Yesterday, as I was packing up and getting ready for my trip this morning to Philadelphia, where I will be speaking later today at the Graduate School of Professional Programs at Penn State, I happened to turn on the news. I was interested in an update on the Boston Marathon results.
A colleague from INFORMS, whom I had met at a wonderful conference in Yalta, Ukraine, was running as well as an Amherst resident, who is a fellow Brown University alum.
Both are women.
I had run marathons (the Ocean State Marathon in Newport, RI) but never the Boston one and the last time that I was in Boston was in mid-February, to lead the Dynamics of Disasters symposium that I had organized for the AAAS meeting, which took place very close to the end of the Boston Marathon route.
The news at 3PM yesterday was "Breaking News" and now the world knows.
We have gotten messages of concern from as far away as Turkey and phone calls from Washington DC.
Boston is a historical and educational and architectural treasure. It is also a center for sports and innovation. It is a beautiful city.
Boston, to me, is the most European city in the US and who cannot love it?
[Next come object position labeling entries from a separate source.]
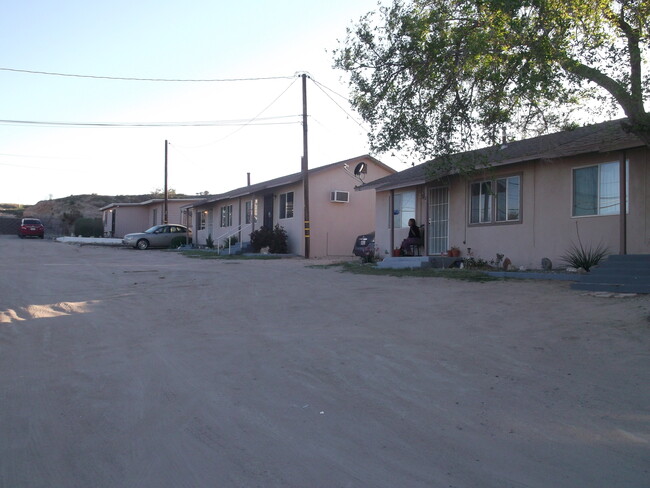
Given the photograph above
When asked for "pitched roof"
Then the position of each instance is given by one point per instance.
(149, 202)
(282, 181)
(599, 138)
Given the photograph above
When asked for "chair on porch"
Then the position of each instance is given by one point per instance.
(414, 247)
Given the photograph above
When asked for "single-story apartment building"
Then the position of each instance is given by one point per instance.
(337, 214)
(120, 219)
(526, 200)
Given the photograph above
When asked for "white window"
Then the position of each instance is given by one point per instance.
(403, 208)
(226, 216)
(596, 190)
(203, 218)
(251, 211)
(286, 205)
(497, 200)
(340, 196)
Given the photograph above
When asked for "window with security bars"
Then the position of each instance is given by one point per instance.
(286, 205)
(596, 190)
(495, 201)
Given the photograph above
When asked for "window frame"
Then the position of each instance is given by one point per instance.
(490, 199)
(599, 183)
(399, 217)
(286, 206)
(226, 216)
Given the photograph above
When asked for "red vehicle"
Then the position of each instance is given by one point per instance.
(31, 228)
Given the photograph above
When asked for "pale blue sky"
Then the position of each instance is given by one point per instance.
(193, 39)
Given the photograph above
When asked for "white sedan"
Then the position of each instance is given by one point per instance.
(158, 236)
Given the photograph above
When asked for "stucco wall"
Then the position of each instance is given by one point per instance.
(547, 228)
(335, 225)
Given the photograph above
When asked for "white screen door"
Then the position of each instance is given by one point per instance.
(438, 232)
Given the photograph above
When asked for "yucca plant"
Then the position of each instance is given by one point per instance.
(578, 256)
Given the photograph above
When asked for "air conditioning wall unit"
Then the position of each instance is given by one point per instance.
(340, 196)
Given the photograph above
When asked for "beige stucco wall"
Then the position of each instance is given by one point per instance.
(334, 226)
(137, 218)
(547, 228)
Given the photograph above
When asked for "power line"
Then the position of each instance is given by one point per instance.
(165, 80)
(213, 123)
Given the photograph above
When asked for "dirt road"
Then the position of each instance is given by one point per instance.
(123, 368)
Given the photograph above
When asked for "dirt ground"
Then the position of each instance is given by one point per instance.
(125, 368)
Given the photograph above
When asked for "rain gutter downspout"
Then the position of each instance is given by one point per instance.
(392, 221)
(623, 202)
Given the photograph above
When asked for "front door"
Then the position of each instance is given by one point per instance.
(438, 228)
(268, 211)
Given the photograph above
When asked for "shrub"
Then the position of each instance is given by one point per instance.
(261, 238)
(87, 227)
(179, 241)
(279, 241)
(585, 258)
(230, 241)
(275, 239)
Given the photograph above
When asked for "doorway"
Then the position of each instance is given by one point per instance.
(268, 211)
(438, 231)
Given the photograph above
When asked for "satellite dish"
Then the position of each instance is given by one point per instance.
(360, 169)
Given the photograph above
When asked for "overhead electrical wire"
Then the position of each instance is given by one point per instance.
(209, 123)
(164, 80)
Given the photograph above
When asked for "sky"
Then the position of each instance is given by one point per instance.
(217, 131)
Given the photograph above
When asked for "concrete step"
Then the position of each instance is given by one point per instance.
(404, 262)
(618, 273)
(612, 287)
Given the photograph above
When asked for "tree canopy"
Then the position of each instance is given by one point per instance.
(439, 76)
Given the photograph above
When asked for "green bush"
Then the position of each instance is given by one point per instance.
(87, 227)
(279, 241)
(275, 239)
(261, 238)
(230, 241)
(179, 241)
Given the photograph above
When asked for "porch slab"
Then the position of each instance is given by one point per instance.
(410, 262)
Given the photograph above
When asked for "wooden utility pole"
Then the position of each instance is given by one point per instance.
(305, 165)
(165, 214)
(622, 176)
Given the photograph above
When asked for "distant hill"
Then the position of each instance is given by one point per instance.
(59, 214)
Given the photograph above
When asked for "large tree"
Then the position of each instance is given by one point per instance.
(437, 76)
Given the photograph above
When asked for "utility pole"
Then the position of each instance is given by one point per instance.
(165, 214)
(305, 165)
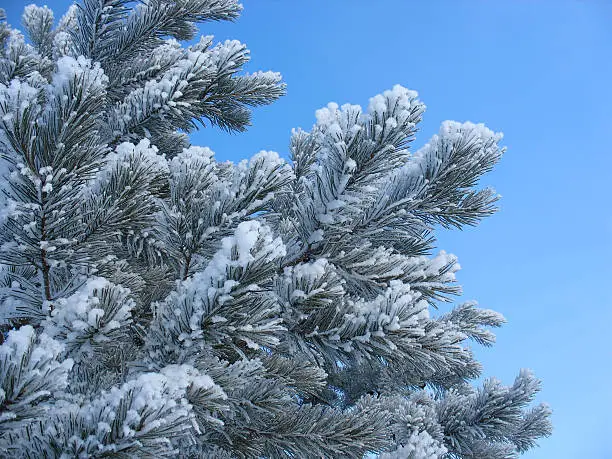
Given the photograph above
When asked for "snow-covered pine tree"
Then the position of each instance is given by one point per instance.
(158, 303)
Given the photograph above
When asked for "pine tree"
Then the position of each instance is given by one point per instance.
(158, 303)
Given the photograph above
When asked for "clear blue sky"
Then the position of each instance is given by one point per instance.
(541, 72)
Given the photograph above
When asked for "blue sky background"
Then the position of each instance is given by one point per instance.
(541, 72)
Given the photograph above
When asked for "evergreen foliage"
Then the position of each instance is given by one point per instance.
(158, 303)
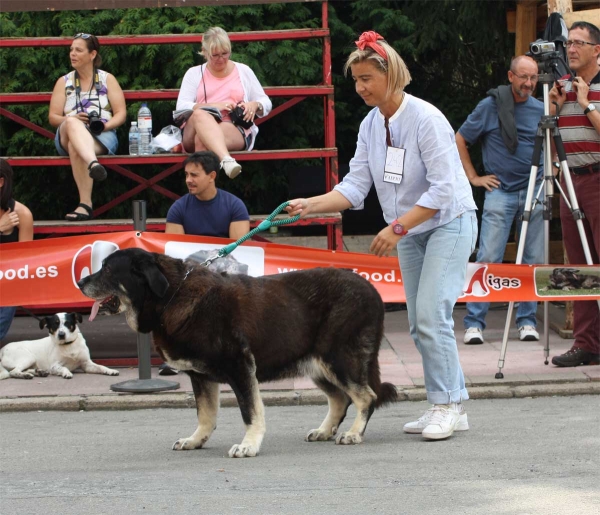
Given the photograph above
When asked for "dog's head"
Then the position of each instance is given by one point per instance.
(561, 277)
(124, 283)
(62, 327)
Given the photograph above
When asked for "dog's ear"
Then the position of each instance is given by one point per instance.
(77, 316)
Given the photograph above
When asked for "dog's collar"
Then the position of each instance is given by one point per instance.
(175, 292)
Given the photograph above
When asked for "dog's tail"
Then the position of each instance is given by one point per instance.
(386, 392)
(4, 374)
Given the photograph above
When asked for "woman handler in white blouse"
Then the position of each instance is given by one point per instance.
(223, 84)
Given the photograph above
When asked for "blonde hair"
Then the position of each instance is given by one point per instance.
(394, 67)
(214, 38)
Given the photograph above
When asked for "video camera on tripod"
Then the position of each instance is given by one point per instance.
(550, 60)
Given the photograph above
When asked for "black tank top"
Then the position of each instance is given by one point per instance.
(13, 237)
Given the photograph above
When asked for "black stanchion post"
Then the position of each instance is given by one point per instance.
(144, 343)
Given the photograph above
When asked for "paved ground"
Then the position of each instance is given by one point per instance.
(520, 456)
(524, 370)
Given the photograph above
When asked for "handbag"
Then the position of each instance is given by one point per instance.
(237, 117)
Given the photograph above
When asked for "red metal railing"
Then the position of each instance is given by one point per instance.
(115, 163)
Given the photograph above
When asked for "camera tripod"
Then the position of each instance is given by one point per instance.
(547, 128)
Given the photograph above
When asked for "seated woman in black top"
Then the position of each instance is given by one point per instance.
(16, 224)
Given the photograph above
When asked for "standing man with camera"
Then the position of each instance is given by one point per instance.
(578, 100)
(506, 123)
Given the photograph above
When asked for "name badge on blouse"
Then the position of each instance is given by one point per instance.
(394, 165)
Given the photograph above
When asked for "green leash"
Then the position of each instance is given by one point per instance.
(263, 226)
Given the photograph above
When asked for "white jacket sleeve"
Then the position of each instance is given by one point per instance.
(189, 87)
(253, 89)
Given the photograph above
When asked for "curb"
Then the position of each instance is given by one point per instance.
(283, 398)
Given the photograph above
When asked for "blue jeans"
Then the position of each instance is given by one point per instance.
(433, 266)
(6, 316)
(499, 210)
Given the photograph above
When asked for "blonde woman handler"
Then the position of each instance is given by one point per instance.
(406, 148)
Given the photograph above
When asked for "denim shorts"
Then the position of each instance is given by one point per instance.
(108, 139)
(247, 138)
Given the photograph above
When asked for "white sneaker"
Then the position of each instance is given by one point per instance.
(527, 333)
(473, 336)
(418, 426)
(231, 167)
(443, 422)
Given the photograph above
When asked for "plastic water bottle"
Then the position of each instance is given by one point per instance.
(145, 126)
(134, 140)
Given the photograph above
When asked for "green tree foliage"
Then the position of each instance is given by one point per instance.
(455, 49)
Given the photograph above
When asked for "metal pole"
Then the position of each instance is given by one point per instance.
(143, 340)
(145, 384)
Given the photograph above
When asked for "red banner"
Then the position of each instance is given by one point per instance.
(45, 272)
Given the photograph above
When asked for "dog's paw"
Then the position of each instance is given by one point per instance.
(187, 444)
(348, 439)
(24, 375)
(316, 435)
(243, 451)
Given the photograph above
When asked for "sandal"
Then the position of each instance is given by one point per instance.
(74, 216)
(97, 171)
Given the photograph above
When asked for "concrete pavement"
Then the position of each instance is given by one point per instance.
(520, 457)
(525, 373)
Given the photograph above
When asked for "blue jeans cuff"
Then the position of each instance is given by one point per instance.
(447, 397)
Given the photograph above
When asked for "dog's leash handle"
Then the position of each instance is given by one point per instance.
(263, 226)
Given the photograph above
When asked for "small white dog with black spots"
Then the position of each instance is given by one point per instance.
(59, 353)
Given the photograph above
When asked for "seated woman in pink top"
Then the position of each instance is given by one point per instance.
(223, 84)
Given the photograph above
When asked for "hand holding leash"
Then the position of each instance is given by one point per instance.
(8, 220)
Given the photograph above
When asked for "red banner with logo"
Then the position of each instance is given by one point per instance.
(45, 272)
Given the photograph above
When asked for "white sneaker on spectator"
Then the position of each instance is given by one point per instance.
(443, 422)
(473, 336)
(527, 333)
(231, 167)
(418, 426)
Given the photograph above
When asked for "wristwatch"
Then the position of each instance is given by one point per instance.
(399, 229)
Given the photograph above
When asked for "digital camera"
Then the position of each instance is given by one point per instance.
(95, 123)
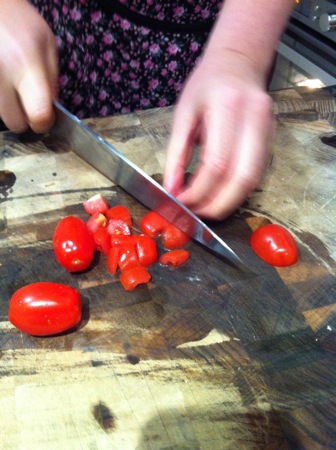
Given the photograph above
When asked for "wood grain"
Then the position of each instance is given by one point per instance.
(206, 356)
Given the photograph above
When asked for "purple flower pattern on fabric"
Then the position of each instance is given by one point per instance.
(110, 65)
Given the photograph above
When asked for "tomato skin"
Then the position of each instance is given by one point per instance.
(146, 249)
(152, 224)
(174, 258)
(45, 308)
(96, 204)
(274, 245)
(134, 276)
(73, 244)
(120, 212)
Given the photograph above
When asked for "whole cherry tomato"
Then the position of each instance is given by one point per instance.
(44, 308)
(274, 245)
(73, 244)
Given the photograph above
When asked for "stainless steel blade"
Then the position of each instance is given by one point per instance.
(115, 166)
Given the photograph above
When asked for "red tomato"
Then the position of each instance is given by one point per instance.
(173, 237)
(96, 204)
(44, 308)
(113, 259)
(174, 258)
(146, 249)
(73, 244)
(152, 224)
(128, 257)
(274, 245)
(118, 226)
(97, 220)
(134, 276)
(102, 240)
(120, 212)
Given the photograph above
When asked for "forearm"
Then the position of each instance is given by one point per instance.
(252, 29)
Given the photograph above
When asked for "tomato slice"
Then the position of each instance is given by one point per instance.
(45, 308)
(134, 276)
(174, 258)
(73, 244)
(120, 212)
(274, 245)
(102, 240)
(146, 249)
(152, 224)
(173, 237)
(96, 204)
(118, 226)
(113, 259)
(97, 220)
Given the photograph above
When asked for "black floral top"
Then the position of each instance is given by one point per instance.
(119, 56)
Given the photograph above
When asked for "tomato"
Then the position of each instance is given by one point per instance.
(113, 259)
(128, 257)
(96, 204)
(134, 276)
(146, 249)
(174, 258)
(44, 308)
(97, 220)
(274, 245)
(173, 237)
(120, 212)
(152, 224)
(73, 244)
(102, 240)
(118, 226)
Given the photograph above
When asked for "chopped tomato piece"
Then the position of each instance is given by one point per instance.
(134, 276)
(118, 226)
(146, 249)
(152, 224)
(128, 257)
(96, 204)
(173, 237)
(174, 258)
(120, 212)
(102, 240)
(97, 220)
(113, 259)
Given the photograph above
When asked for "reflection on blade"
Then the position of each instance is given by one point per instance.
(116, 167)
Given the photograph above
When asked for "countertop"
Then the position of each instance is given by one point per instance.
(204, 356)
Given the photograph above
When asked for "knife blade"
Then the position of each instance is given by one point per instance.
(101, 155)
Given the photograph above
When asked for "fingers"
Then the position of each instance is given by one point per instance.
(235, 135)
(28, 69)
(183, 138)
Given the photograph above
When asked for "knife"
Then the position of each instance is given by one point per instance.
(97, 152)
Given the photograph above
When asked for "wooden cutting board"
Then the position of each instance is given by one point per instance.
(205, 356)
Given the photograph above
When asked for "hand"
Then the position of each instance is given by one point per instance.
(28, 68)
(225, 109)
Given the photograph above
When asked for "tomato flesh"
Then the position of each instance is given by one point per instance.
(134, 276)
(73, 244)
(45, 308)
(174, 258)
(274, 245)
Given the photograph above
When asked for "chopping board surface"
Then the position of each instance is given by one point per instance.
(204, 356)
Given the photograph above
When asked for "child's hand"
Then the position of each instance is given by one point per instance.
(28, 68)
(225, 109)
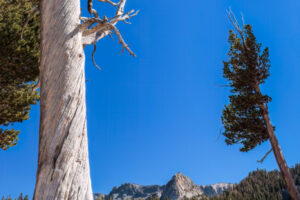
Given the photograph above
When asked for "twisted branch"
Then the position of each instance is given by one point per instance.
(94, 28)
(236, 25)
(265, 156)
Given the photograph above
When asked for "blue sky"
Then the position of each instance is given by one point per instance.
(152, 116)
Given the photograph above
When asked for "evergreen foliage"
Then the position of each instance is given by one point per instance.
(19, 65)
(261, 185)
(246, 68)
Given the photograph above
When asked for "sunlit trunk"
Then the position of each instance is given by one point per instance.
(63, 163)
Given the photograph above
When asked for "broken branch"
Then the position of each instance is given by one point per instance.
(262, 160)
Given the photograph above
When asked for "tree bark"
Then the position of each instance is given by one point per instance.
(290, 183)
(63, 164)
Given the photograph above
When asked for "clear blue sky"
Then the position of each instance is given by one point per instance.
(152, 116)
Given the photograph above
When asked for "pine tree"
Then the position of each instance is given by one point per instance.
(246, 119)
(19, 62)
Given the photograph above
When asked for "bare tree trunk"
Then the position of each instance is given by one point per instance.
(63, 164)
(291, 187)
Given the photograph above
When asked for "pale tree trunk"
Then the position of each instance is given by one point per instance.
(290, 183)
(63, 164)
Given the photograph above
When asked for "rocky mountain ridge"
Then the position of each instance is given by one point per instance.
(177, 188)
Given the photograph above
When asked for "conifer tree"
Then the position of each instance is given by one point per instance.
(19, 63)
(246, 119)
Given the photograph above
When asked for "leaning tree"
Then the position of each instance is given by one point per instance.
(246, 119)
(19, 65)
(63, 163)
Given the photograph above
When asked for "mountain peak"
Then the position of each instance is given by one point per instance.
(177, 188)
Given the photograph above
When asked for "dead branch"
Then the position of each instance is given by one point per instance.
(93, 59)
(121, 41)
(236, 25)
(37, 86)
(265, 156)
(94, 29)
(110, 2)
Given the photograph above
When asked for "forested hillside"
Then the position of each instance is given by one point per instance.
(261, 185)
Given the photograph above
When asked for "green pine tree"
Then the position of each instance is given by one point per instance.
(246, 119)
(19, 63)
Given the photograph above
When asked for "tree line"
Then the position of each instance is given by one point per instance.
(62, 156)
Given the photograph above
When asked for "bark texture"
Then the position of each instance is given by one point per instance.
(291, 187)
(63, 164)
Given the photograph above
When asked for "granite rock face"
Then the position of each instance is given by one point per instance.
(177, 188)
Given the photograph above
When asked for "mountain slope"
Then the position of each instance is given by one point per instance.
(179, 187)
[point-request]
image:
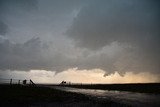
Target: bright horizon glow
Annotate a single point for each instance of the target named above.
(95, 76)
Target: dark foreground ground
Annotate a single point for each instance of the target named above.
(29, 96)
(140, 87)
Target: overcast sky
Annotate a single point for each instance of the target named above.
(57, 35)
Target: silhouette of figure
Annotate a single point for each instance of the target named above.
(24, 82)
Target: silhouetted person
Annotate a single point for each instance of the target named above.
(24, 82)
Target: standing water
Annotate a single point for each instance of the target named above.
(124, 97)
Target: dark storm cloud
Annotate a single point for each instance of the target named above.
(131, 22)
(3, 28)
(103, 22)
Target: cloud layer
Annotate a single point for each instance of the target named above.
(58, 35)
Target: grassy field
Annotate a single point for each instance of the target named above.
(141, 87)
(28, 96)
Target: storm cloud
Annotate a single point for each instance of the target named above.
(56, 35)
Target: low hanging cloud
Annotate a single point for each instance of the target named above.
(128, 22)
(120, 36)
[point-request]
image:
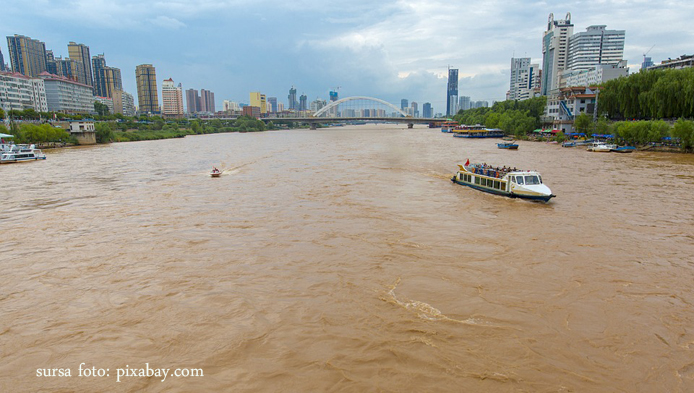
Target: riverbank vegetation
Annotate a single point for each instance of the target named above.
(119, 128)
(513, 117)
(40, 134)
(649, 94)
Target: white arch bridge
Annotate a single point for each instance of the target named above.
(354, 108)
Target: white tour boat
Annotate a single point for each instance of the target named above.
(504, 181)
(18, 153)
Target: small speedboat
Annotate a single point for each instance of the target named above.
(507, 145)
(602, 147)
(623, 149)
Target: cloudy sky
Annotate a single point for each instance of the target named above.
(389, 49)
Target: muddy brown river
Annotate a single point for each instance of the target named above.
(344, 260)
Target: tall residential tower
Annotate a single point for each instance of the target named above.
(171, 98)
(555, 50)
(80, 54)
(27, 56)
(452, 92)
(147, 97)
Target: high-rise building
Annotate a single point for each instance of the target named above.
(27, 56)
(260, 100)
(192, 101)
(67, 68)
(171, 98)
(555, 51)
(207, 101)
(525, 79)
(106, 79)
(595, 46)
(464, 103)
(123, 103)
(272, 104)
(147, 96)
(293, 105)
(51, 65)
(19, 92)
(66, 95)
(647, 62)
(427, 110)
(317, 105)
(452, 92)
(80, 54)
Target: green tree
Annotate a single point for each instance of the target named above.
(684, 130)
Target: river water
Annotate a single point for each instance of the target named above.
(345, 260)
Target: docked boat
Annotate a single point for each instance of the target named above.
(492, 133)
(17, 153)
(507, 145)
(504, 181)
(602, 147)
(624, 149)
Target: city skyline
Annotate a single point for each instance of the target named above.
(399, 49)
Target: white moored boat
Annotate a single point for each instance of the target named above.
(602, 147)
(18, 153)
(504, 181)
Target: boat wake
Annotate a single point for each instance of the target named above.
(430, 313)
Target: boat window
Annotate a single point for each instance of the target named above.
(532, 180)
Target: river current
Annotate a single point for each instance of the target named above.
(345, 260)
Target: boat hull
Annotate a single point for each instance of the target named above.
(539, 198)
(507, 146)
(11, 161)
(625, 149)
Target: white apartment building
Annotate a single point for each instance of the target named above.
(172, 98)
(106, 101)
(555, 48)
(67, 96)
(594, 46)
(595, 75)
(19, 92)
(525, 79)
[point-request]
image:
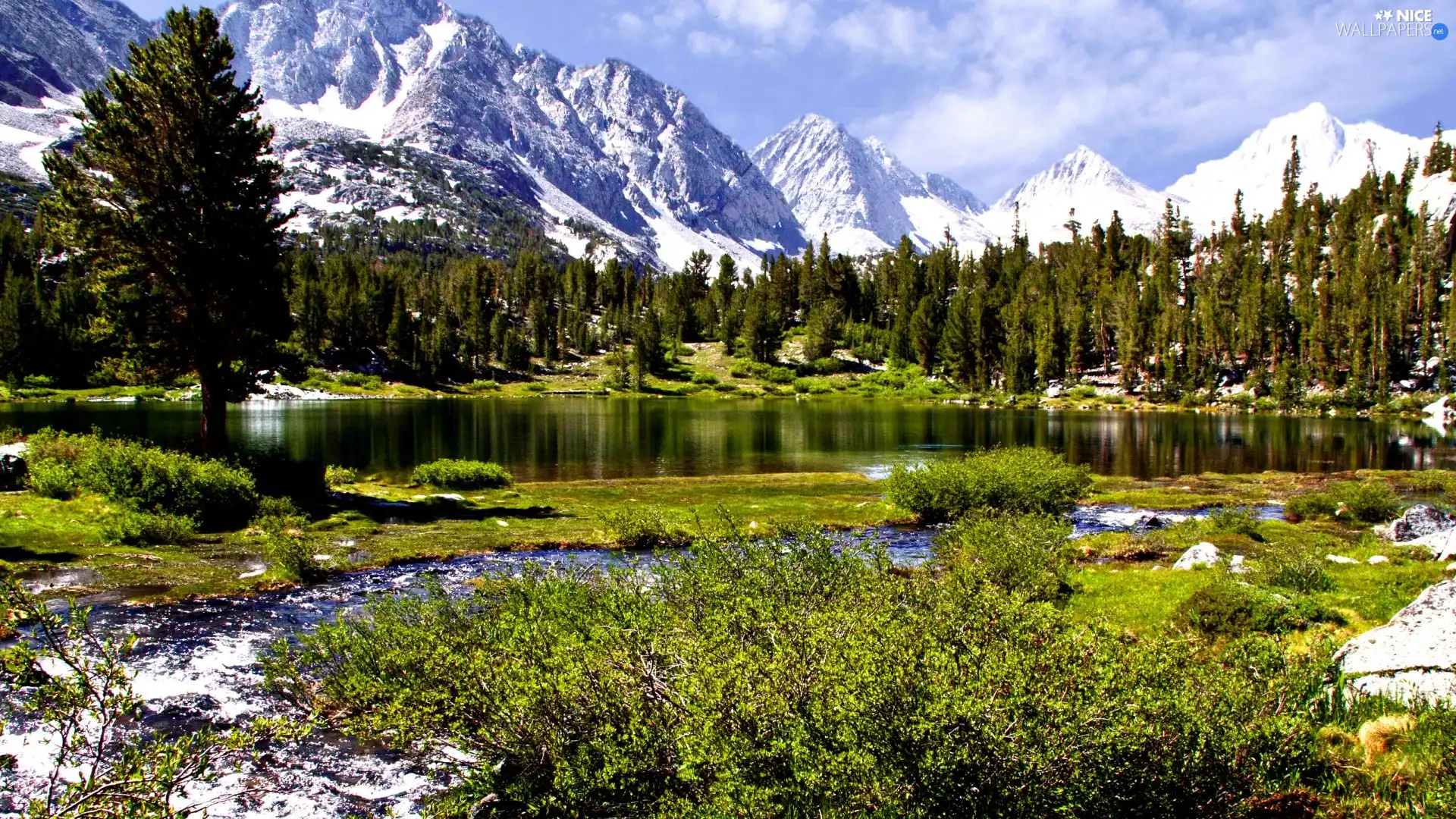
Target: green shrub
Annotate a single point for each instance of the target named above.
(1231, 608)
(52, 479)
(1310, 506)
(801, 676)
(1025, 554)
(1241, 521)
(827, 366)
(778, 375)
(1005, 482)
(145, 528)
(1372, 502)
(1299, 569)
(213, 493)
(1369, 502)
(463, 474)
(638, 526)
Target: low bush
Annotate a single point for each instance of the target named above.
(213, 493)
(463, 474)
(799, 676)
(1294, 567)
(827, 366)
(998, 482)
(1241, 521)
(1231, 608)
(146, 528)
(637, 526)
(1027, 554)
(52, 479)
(1369, 502)
(778, 375)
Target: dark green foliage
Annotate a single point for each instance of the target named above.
(1299, 569)
(462, 474)
(1228, 607)
(169, 196)
(213, 493)
(1025, 554)
(1241, 521)
(1369, 502)
(637, 526)
(998, 482)
(795, 676)
(146, 528)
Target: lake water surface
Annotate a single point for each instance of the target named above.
(573, 438)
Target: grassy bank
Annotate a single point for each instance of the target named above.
(704, 371)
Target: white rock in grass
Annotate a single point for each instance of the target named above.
(1199, 554)
(1411, 656)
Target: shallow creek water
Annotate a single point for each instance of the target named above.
(197, 665)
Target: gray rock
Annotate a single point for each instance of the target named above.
(1417, 522)
(1411, 656)
(1199, 554)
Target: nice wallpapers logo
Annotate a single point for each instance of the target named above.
(1400, 22)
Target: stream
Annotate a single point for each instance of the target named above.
(197, 665)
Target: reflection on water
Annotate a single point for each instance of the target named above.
(612, 438)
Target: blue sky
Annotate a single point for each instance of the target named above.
(992, 91)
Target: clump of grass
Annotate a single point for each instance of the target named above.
(1003, 482)
(1231, 608)
(213, 493)
(1369, 502)
(1025, 554)
(143, 528)
(637, 526)
(449, 472)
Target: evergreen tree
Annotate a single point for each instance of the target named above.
(171, 199)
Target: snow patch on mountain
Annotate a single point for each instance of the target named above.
(1332, 155)
(861, 196)
(1085, 187)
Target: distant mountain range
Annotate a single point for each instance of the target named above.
(604, 158)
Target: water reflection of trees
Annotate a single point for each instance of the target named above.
(574, 438)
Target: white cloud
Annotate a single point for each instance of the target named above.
(705, 44)
(631, 25)
(1018, 83)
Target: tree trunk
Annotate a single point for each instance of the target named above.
(215, 413)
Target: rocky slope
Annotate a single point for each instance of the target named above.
(859, 196)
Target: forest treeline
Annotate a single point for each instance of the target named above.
(1347, 293)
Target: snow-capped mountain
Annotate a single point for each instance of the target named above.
(1331, 153)
(1087, 184)
(50, 53)
(858, 194)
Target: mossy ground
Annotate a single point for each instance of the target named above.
(1123, 577)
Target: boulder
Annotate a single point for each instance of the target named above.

As more information trickles in, and the Boston Common is now a staging area for the National Guard, and even hospitals are turning away blood donors since they are dealing with injuries that one would see in times of war and are strapped for resources, our hearts and prayers go out to the survivors, the victims, and their families and friends.
I heard from my INFORMS colleague -- she finished the marathon and heard about the attacks as she was on the Green Line trying to make her way back to her hotel. Even cell phone communications were stopped for a while, as well as parts of the public transport network, and even flights at Logan. She, as all of us, was reeling from the horror and the shock. And she had just run over 26 miles in a fabulous time.
My neighbor from Amherst -- I checked online -- made it to the half-way point of the marathon -- and no more news.
Resilience is what carries marathoners through their journeys and dreams and we need to be resilient.
This evening, when I speak on Networks Against Time: From Food to Pharma, I will be dedicating my talk to freedom and to those who have lost their lives and suffered horrible injuries because of the unexplainable explosive attacks in Boston yesterday.